You have to have particular characteristics, but if you have an assertive, confident personality, and a lively and outgoing manner that boys respond to, not only can you cope, but you can thrive. Different schools need different types of people. Boys tend to be vibrant and outgoing and respond well to people with energy.

Do you prefer teaching at all boys' schools or all girls'?

I spent 10 years at a girls' school and then six years at a boys' and I prefer the environment of a boys' school. It feels more purposeful and you get a broader education; it is not just focused on the classroom.

Are you an advocate of single-sex education?

Yes, because I think you can tailor the education to the needs of the individual. I know in a mixed school you can have that, but I think parents want to choose. My own preference is to have children segregated. There is nothing to say then that you can't meet up in social circumstances. Most single-sex schools will have partnerships with other schools - ours is one - so you get the benefits of mixing in with girls and boys from different places, but the core lessons are gender separated.

What do you think are the challenges facing teachers at the moment?

Discipline is a big issue. Children don't always arrive at school with the ethos that you might expect, in terms of knowing when to work hard and take those boundaries a little bit further. Teachers have to set the tone and the limitations more than they did before.

Did you always want to work in the independent sector?

I did. I think it focuses very much on working with children who want to learn. When you go into an independent school classroom, you have a class in front of you who are enthusiastic, who don't need to be settled down before you start, where learning can really take off and where you, as a teacher, can focus on delivering your subject to the highest standard.

Has the recession had a big impact on independents?

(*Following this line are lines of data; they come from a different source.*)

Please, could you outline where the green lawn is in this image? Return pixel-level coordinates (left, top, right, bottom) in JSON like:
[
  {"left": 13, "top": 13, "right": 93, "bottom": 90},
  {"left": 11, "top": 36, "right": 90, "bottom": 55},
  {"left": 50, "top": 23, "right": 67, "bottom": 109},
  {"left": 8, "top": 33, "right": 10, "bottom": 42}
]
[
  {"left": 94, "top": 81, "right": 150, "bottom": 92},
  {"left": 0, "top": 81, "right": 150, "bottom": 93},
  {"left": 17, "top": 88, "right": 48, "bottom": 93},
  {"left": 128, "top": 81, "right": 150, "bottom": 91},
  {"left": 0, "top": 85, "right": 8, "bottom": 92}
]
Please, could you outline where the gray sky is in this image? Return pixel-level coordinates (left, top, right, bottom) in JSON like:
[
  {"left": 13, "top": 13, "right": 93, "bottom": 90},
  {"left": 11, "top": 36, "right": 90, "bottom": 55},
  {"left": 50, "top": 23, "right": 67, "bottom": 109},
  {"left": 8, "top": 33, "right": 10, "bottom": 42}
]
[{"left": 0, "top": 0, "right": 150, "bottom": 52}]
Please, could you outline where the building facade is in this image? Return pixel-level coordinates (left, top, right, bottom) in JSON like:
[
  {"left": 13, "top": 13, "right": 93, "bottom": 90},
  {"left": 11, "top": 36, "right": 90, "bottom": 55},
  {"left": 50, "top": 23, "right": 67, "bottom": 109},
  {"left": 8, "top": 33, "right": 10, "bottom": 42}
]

Definitely it has. We certainly notice a lot more parents having a dialogue with us about their capacity for fee-paying. What has not happened is a huge reduction in numbers that some might have expected. Most schools are managing to stay buoyant. We don't know what will happen in the next few years, but what we have experienced so far is parents putting the education of their children first.

Do you think as a head that it is important to have a good work-life balance?

Absolutely. You will hear lots of heads say they work hard in the evening and weekends, but you will also hear them say that they make time for themselves. My particular way of doing that is gardening and travelling in the holidays. It is also important to set the same role model for your teaching staff and for the children in your school, to show that the idea of "work hard, play hard" can be achieved in whatever walk of life you have.

What would you do if you were Schools Secretary for a day?

I would give all schools the independence to choose the bits that suit them best from the education system


Sept 2009: Head of John Lyon School, Middlesex

2005-: School inspector, Independent Schools' Inspectorate

2003-2009: Head of maths and member of leadership team at Warwick School

1993-2003: Head of maths at Edgbaston High School for Girls, Birmingham

1992-1993: Maths teacher at Tudor Grange School, Solihull and Bablake School, Coventry

1987-1988: Gap year as teaching assistant at Josca's Prep School, Abingdon.